一声清越的剑鸣响彻天地,天剑峰广场之上,所有的剑齐齐发出嗡鸣。
    “此剑天问——入我之手,出鞘不过三次。”
    “今日,为你出鞘。”
    “咳咳……”
    林夜身体摇摇欲坠,真元彻底枯竭,被毁灭本源反噬,剑意持续侵蚀。
    可那又如何?武道爭锋,哪有未战先怯的道理!
    “来吧,让我见识一下,天问剑无上之威!”
    他一步踏出,三处星窍被他战意强行引动,天地间游离的能量,自动匯聚而来,被寂灭星辰道炼化。
    “既然如此,便以我所创天剑送你下去。”
    李玄一缓缓抬起天问剑,剑道真意在剑上凝聚升腾。
    “剑一,断尘。”
    一道细线破空而出,瞬息抵达林夜身前。剑线所过之处,空间扭曲撕裂,被生生斩开虚无缝隙。
    林夜丹田核心轻颤,寂灭道韵流淌而出,席捲他全部心神意志。
    仅凭灵魂深处本能流淌的寂灭本源、星辰大道感悟,林夜抬起右手轻轻一点。
    指尖触碰之处,空间泛起涟漪。
    剑线撞上指尖剎那,凭空湮灭。
    李玄一手中天问剑发出哀鸣,剑身变得黯淡无光。
    林夜彻底抽空最后一丝力气,身躯直挺挺向后倒下。
    “乾字擂,平局!”
    裁判长老略带震惊的声音,打破了广场上的寂静。
    眾人这才如梦初醒,看向擂台上。
    林夜倒在地上,彻底昏迷。
    李玄一靠著天问剑单膝跪地,脸色苍白如纸。
    按照大比规则,一方失去意识,一方无力再战,可判为平局。
    “刚才……发生了什么?”
    “快,救人!”古长老反应过来,连忙吩咐青云宗弟子。
    立刻有数道身影飞掠上擂台,迅速检查了林夜与李玄一的伤势。
    “林夜真元枯竭,经脉受损严重,多处骨骼裂开,內臟亦有震盪,左肩剑意侵蚀尤在,急需救治,否则恐伤根基!”青云宗的执事快速说道。

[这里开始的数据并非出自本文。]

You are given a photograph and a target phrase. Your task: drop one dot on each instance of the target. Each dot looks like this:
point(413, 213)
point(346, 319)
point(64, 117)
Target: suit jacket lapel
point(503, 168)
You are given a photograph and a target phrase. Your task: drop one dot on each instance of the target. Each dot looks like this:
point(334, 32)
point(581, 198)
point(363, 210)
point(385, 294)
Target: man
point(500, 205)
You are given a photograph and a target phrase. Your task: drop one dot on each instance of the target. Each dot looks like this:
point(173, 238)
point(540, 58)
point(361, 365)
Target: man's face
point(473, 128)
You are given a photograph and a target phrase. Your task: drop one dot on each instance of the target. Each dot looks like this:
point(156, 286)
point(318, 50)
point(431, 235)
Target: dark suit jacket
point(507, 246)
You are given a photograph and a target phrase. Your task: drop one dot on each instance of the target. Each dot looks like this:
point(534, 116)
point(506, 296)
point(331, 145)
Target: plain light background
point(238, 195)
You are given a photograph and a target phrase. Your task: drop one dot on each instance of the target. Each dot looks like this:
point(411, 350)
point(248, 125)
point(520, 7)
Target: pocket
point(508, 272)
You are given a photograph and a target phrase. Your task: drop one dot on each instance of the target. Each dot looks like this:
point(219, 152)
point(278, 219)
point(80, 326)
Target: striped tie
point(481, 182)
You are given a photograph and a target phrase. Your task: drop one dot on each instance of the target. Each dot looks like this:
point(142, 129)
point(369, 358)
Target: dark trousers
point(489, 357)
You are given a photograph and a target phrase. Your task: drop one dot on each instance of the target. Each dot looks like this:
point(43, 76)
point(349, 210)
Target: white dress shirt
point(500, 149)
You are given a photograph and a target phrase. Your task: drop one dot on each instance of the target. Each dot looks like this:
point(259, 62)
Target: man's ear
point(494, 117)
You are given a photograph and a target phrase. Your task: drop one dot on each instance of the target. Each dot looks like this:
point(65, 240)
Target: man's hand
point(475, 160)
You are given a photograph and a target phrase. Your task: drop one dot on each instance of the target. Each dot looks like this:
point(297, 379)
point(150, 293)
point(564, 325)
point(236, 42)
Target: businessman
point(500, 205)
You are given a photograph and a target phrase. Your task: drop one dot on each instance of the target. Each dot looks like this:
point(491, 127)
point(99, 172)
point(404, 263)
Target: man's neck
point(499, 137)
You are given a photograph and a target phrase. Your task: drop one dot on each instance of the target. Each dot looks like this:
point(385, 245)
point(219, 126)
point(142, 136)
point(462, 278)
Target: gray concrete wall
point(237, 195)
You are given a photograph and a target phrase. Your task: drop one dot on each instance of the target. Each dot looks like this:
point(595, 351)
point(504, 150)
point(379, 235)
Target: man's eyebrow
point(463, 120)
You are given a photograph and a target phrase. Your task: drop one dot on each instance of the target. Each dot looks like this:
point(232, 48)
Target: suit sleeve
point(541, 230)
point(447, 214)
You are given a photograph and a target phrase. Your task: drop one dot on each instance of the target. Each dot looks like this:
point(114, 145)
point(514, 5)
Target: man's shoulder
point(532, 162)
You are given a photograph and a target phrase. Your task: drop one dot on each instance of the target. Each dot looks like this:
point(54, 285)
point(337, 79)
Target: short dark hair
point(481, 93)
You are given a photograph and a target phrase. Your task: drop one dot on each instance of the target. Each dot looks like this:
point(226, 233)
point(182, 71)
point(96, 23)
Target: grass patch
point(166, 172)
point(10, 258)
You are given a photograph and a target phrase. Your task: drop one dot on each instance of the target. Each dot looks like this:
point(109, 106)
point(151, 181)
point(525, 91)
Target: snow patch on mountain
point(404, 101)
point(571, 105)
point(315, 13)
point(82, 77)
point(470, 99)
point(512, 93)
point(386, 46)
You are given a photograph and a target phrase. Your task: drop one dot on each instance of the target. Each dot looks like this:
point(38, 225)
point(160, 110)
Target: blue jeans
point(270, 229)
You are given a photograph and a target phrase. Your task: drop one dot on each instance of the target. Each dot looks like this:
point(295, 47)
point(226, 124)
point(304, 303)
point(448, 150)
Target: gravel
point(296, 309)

    “李师侄內腑震盪,经脉亦有损伤,但无大碍,安心静养即可。”天剑宗的医者也沉声道。
    “立刻带下去救治!”
    擂台很快被清理,广场上议论却久久不能平息。
    天剑宗,东峰,一处僻静的静室。
    林夜睁开了眼睛,他试著动了一下,立刻感到全身剧痛。
    “醒了?”
    林夜转过头,看到古长老盘坐在床边,正关切地看著他。
    “古……长老……”
    “別说话,先服丹药。”古长老取出丹药,塞入林夜口中,“这是生生造化丹,对內伤有奇效。”
    林夜连忙收敛心神,运转寂灭星辰道修復伤势。
    过了一炷香时间,林夜脸上恢復了血色,气息平稳了许多。
    “感觉如何?”古长老问道。
    “好多了,多谢长老赐药。”林夜声音虚弱,“我昏迷了多久?大比结果如何?”
    “你昏迷了三天。”古长老道,“大比已经结束。炎天第三,花无影第二。第一李玄一。”
    林夜点点头,对这个结果並不意外。
    “你最后那一指,是怎么回事?”古长老目光炯炯,带著审视与探究。
    弟子……也不甚清楚。当时弟子意识模糊,只感觉生死一线,心中只有一个念头,就是不能坐以待毙。下意识就使出了一指,弟子也说不明白。”
    古长老看著林夜一眼,似乎想从他眼中看出些什么。
    良久,古长老才缓缓道:“罢了,每个人都有自己的秘密。你能在绝境中爆发出那样的力量,也是你的造化。你日后需好好体悟,若能真正掌握,对你修行有益无害。切记不可过分依赖,以免遭其反噬。你这次伤势之重,主要是那股力量造成的负担。”
    林夜连忙点头:“弟子谨记长老教诲。”
    “你与李玄一打成平手,因伤势过重失去坠星谷资格,但宗主已为你爭取,若你能在坠星谷开启前恢復,便可破例进入。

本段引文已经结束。